Mr. Steyer is not a self-funded politician in the centrist mold of Mayor Michael R. Bloomberg, the former mayor of New York. In some ways, Mr. Steyer is a liberal occupying the same structural reform space as the progressive leaders, Ms. Warren and Mr. Sanders. He has embraced decriminalizing the border and expanding the Supreme Court and, as a private citizen, proposed a “wealth tax” on assets of the superrich last fall, before Ms. Warren did.
“Virtually everybody else in this race, including those two senators, comes from D.C., is part of the establishment,” Mr. Steyer said. “So if you think the problem is broken government, which is what I think, if you think that the corporations have bought the government, who do you think is going to reform it? Do you think it’s going to be someone from the grass roots, from the outside, who’s done it for 10 years? Or do you think it’s going to be someone from D.C.?”
If the idea of a wealthy mogul running as an unbought outsider against a rigged system sounds familiar, that is no accident.
“Mr. Trump had a point,” Mr. Steyer said. “I think that’s why he got elected. Because the system is broken. It turns out he’s the biggest stooge there is.” Mr. Steyer’s ads have also argued that, as a billionaire, he has standing to take on Mr. Trump on the economy.
‘Personal choice’ won’t solve this problem
When Mr. Trump came to the Iowa State Fair in 2015, he arrived on his own private plane and brought along a helicopter for joy rides. Mr. Steyer says he only flies commercial for environmental reasons. He also refuses bottled water.
“Personal choice is not going to solve this problem,” he acknowledged, speaking of climate change.
His other personal choice — spending $100 million to try to be president — is why he found himself speeding across the Iowa fairgrounds in the early August heat to catch some 4-H farm animals before his scheduled commercial flight. He broke into a light jog as his son, staff members and a couple of journalists followed in a slow-motion chase.
“Run, Forrest, run,” someone shouted as Mr. Steyer pumped his arms.

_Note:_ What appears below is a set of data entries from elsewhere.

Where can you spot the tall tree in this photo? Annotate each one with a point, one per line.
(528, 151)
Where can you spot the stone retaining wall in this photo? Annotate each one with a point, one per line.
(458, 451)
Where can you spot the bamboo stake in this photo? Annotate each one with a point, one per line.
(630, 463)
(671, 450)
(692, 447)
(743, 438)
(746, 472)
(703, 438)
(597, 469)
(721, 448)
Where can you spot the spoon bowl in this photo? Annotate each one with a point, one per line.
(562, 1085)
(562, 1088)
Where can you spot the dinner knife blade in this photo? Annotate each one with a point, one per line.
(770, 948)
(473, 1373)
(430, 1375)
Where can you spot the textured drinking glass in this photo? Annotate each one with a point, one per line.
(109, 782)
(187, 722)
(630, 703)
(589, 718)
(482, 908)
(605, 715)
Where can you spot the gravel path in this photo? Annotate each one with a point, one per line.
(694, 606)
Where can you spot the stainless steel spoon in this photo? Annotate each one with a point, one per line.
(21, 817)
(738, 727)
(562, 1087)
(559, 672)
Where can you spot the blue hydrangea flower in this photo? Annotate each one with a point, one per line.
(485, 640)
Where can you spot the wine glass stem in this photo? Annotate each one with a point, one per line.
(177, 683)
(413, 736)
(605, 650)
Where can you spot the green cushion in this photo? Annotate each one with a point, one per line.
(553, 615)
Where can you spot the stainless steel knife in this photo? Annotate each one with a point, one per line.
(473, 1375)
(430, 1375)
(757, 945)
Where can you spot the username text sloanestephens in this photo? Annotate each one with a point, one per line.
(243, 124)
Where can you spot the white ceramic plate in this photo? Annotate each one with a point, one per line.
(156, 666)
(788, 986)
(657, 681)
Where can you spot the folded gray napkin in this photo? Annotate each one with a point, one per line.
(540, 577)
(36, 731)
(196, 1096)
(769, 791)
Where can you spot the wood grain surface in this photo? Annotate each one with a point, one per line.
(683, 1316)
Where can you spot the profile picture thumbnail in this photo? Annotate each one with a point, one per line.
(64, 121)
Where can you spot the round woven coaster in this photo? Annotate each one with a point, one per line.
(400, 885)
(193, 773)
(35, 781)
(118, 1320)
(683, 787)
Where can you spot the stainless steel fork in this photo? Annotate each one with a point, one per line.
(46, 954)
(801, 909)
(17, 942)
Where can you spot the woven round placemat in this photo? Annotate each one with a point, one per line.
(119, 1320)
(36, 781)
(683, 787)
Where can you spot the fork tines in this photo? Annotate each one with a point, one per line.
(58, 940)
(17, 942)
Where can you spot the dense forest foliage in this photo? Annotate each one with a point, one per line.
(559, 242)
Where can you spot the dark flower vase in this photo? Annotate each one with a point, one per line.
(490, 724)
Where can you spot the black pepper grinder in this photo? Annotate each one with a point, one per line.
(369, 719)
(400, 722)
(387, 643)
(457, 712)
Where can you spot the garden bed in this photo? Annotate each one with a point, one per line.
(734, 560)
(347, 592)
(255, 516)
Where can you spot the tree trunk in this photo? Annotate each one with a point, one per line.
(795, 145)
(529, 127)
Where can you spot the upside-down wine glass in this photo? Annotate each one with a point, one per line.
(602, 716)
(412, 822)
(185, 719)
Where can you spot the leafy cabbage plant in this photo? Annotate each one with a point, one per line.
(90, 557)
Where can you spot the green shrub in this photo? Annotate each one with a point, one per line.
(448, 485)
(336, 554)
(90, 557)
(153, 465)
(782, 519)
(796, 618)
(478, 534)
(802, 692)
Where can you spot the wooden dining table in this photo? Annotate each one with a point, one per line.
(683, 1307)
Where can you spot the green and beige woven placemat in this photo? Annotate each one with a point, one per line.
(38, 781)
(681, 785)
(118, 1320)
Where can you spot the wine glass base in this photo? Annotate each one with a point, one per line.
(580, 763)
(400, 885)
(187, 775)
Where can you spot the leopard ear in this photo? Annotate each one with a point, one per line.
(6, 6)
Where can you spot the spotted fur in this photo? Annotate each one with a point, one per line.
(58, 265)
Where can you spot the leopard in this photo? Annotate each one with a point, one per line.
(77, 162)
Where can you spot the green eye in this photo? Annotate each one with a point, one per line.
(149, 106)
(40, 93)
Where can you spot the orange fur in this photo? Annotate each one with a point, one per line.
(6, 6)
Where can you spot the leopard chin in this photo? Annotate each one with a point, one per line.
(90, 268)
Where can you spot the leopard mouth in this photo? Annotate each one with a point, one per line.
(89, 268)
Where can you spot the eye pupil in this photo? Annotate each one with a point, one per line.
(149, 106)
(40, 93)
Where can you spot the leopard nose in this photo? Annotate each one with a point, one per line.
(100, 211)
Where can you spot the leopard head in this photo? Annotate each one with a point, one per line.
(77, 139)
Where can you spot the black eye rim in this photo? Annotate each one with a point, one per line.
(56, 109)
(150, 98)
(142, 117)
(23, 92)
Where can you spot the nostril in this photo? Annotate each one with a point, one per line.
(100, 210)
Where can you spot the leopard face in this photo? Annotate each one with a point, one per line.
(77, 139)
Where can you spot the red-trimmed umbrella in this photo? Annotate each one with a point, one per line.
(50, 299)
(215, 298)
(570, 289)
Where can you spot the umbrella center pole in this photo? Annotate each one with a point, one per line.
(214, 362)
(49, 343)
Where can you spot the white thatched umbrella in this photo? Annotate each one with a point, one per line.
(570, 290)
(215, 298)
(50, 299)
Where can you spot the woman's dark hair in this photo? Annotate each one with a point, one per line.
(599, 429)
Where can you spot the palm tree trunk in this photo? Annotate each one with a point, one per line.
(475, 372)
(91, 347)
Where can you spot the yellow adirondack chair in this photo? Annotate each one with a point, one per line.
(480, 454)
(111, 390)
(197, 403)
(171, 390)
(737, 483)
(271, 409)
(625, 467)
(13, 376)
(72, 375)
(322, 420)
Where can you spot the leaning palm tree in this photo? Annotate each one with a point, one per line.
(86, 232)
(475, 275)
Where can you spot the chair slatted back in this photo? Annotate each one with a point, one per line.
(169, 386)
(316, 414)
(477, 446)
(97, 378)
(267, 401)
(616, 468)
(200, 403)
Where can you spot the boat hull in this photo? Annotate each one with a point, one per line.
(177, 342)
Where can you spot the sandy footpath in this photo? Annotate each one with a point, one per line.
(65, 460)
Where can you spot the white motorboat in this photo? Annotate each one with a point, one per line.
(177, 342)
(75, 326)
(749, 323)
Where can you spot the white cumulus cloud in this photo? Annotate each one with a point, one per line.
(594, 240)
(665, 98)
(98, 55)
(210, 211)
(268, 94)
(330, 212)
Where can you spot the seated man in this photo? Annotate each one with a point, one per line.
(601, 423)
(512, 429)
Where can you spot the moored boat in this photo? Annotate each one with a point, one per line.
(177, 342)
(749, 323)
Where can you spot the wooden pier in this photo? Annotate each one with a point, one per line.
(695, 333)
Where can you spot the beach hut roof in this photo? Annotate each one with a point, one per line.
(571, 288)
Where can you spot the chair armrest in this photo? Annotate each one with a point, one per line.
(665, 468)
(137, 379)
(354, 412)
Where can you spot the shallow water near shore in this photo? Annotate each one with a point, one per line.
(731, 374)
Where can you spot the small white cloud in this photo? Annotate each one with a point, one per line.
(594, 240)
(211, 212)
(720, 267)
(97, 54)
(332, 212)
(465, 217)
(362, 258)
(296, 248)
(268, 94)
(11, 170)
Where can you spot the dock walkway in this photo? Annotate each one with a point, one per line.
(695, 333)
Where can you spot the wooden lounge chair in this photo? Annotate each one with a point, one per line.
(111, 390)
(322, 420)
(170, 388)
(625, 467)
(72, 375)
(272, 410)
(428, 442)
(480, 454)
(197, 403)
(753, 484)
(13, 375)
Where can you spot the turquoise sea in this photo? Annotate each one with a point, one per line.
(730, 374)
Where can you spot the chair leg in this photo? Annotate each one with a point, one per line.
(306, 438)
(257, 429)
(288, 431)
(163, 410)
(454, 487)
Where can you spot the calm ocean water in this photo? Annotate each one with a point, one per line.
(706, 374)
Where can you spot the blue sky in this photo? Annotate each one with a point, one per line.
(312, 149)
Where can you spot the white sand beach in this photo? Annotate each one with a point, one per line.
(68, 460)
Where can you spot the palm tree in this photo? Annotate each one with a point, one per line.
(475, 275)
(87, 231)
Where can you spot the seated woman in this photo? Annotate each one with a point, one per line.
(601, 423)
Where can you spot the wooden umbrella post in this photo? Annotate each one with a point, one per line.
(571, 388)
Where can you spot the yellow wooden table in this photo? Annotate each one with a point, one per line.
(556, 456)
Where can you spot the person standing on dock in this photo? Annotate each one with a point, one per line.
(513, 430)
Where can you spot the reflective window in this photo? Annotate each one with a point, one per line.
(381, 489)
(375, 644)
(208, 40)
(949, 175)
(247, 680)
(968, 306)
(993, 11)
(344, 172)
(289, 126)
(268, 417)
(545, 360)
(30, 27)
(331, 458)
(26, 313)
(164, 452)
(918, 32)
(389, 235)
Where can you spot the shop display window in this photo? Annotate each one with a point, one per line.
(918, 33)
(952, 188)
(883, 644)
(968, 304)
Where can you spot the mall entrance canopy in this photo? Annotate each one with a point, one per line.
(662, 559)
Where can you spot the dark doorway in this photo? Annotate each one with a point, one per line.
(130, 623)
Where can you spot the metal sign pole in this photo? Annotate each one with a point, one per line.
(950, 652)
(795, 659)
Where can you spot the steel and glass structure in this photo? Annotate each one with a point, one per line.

His eyes widened when he learned that some Democrats flew private planes on the campaign trail. (“Are other people flying private?” “Like who?” “I’d love to know who’s flying private planes.” “How do you find that out?”)
“There’s a real question here about who takes climate seriously,” Mr. Steyer finally said. “It’s a real question.”
When Mr. Steyer arrived, the barn was empty. “Doggone it,” he muttered to no one in particular.
With that, he and his staff were off to the airport.